When I was in first grade a classmate, Carson, broke his arm during recess. I can’t remember the circumstances surrounding how the accident occurred but what I do remember is him showing up to school the next day in a shiny, white plaster cast. During the day we all took turns signing our names on it. As happens with kids of that age, his cast became the envy of everyone in the class.
The envy didn’t last long. Within a couple of weeks Carson was complaining about his arm itching. And then there was the smell. Since he couldn’t get the cast wet, his arm under the cast was hard to clean. I remember sitting by him at lunch and telling him his arm smelled and him explaining to me that it was hard to clean. I think I still scooted down bench a foot or two to eat my lunch.

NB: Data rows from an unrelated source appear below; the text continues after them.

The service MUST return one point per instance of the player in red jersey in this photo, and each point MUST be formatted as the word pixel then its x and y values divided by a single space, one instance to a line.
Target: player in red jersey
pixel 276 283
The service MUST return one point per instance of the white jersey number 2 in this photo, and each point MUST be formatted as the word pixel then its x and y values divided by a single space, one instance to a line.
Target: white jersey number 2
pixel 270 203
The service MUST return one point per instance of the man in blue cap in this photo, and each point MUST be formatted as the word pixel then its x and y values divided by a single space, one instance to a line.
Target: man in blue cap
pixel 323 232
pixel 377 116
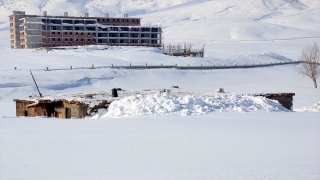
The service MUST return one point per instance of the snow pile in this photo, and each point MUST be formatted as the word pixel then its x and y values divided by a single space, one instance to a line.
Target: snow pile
pixel 171 104
pixel 314 108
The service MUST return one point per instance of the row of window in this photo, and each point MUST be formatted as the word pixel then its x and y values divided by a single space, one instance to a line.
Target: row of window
pixel 70 33
pixel 71 40
pixel 79 21
pixel 118 20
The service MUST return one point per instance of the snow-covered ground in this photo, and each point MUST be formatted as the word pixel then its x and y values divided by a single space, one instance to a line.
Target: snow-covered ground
pixel 249 139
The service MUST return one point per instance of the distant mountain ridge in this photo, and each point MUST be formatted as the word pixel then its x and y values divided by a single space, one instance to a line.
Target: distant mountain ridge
pixel 191 20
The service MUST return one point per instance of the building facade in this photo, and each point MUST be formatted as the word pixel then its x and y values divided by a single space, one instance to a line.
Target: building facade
pixel 32 31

At some point the cast came off and life in first grade returned to normal. What I do remember from that incident is that Carson seemed uncomfortable enough wearing a cast that I hoped I’d never break an arm or any other part of my body that would require me to get a cast. Even though everyone could sign it, it just didn’t seem worth it.
Fast forward to 2013.
Last Sunday my 5-year-old daughter fell off her scooter and broke her arm. Thankfully, she didn’t need pins or any other surgery. The doctor took x-rays and put her arm in a splint. A few days later she went to get a cast.
How times have changes since I was a kid.
I came home from work on Thursday and discovered that not only did she have a cast that looked like an exploding rainbow, the material it’s made from is waterproof. She can take a bath or shower, swim, or do any other water activities without worry. For the most part, she’s going on with life like nothing ever happened to it. And though I still hope I never break an arm or any other part of my body, I have to say that wearing a cast doesn’t seem as bad as it did when I was in first grade.